Regulatory commitments and conditions which ensure that the public interest is served balance the interests of customers, shareholders, and other stakeholders. In contested proceedings, these interests can sometimes be in opposition to one another. This can both make the regulatory commission’s job more challenging, and put the buyer in the position of being unable to go forward with the merger if conditions are imposed that would harm certain fundamentals of the transaction.
Some stakeholders take the initial position that a merger that will benefit shareholders must be at the expense of customers. There is no inherent tension between the interests of shareholders and customers. A utility’s success rests on serving its customers well and satisfying its regulators. In this regard, the interests of shareholders, customers, and regulators are aligned, particularly in the long term.
I was recently asked by a commissioner what the harm was in adding conditions to a proposed merger that were used in a different merger in a different jurisdiction. That is an excellent question. It brings us back to the purpose of regulatory commitments and to the importance of balancing the interests of stakeholders. Merger commitments are intended to highlight the unique benefits of the proposed transaction and protect customers from potential risks created by that transaction.
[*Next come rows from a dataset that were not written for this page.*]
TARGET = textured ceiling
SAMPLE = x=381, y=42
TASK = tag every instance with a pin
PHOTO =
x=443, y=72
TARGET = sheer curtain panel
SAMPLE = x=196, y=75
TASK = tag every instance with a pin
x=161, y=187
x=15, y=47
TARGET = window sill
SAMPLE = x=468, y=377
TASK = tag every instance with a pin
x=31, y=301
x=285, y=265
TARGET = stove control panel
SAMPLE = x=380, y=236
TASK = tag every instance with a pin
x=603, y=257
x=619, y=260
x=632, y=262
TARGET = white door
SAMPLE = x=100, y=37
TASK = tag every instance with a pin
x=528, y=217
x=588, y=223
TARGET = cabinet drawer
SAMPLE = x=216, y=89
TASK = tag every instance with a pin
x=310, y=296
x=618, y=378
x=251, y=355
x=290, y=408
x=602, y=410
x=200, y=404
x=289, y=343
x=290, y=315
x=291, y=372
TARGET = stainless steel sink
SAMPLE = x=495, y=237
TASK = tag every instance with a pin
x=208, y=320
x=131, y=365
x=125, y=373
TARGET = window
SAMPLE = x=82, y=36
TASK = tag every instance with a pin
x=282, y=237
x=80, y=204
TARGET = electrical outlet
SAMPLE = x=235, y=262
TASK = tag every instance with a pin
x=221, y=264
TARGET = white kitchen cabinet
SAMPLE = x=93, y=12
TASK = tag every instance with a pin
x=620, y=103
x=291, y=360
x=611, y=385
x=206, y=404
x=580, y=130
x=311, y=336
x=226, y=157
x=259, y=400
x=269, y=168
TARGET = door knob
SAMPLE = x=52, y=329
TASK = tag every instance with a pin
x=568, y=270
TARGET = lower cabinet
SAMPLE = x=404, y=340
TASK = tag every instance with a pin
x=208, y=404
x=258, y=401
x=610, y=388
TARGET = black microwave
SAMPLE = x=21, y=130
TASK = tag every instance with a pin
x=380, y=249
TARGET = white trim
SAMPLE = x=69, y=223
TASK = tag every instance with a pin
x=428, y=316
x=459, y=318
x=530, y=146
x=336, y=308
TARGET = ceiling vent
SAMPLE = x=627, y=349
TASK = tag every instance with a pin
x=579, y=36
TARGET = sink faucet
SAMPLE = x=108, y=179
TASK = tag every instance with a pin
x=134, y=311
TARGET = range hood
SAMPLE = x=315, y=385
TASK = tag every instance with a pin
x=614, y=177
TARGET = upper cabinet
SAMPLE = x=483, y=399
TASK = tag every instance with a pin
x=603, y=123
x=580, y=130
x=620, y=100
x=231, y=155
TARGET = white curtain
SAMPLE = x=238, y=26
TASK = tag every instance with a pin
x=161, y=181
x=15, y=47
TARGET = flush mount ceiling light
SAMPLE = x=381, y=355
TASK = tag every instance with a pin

Merger commitments that were employed based on the facts and circumstances of one merger are not necessarily appropriate for another merger with different facts and circumstances. Some intervenors take a “more is better” approach, but conditions which change the underlying economics, risk profile, or complexity of a transaction or the post-transaction entity can actually cause harm by jeopardizing a transaction that might otherwise create benefits for customers of the utility and be in the public interest. Most Commissions have implicitly recognized this by avoiding imposing conditions which would disrupt the balance of customer, shareholder, and other interests and thus cause the transaction to not move forward.
 Utility merger agreements typically contain a “regulatory out” provision which allows the transaction to be terminated without recourse if an unacceptable regulatory order is received. In addition to a merger being rejected by the regulator, this could include a condition to an approval order which changes the economic bargain or other balance agreed to by the buyer and seller.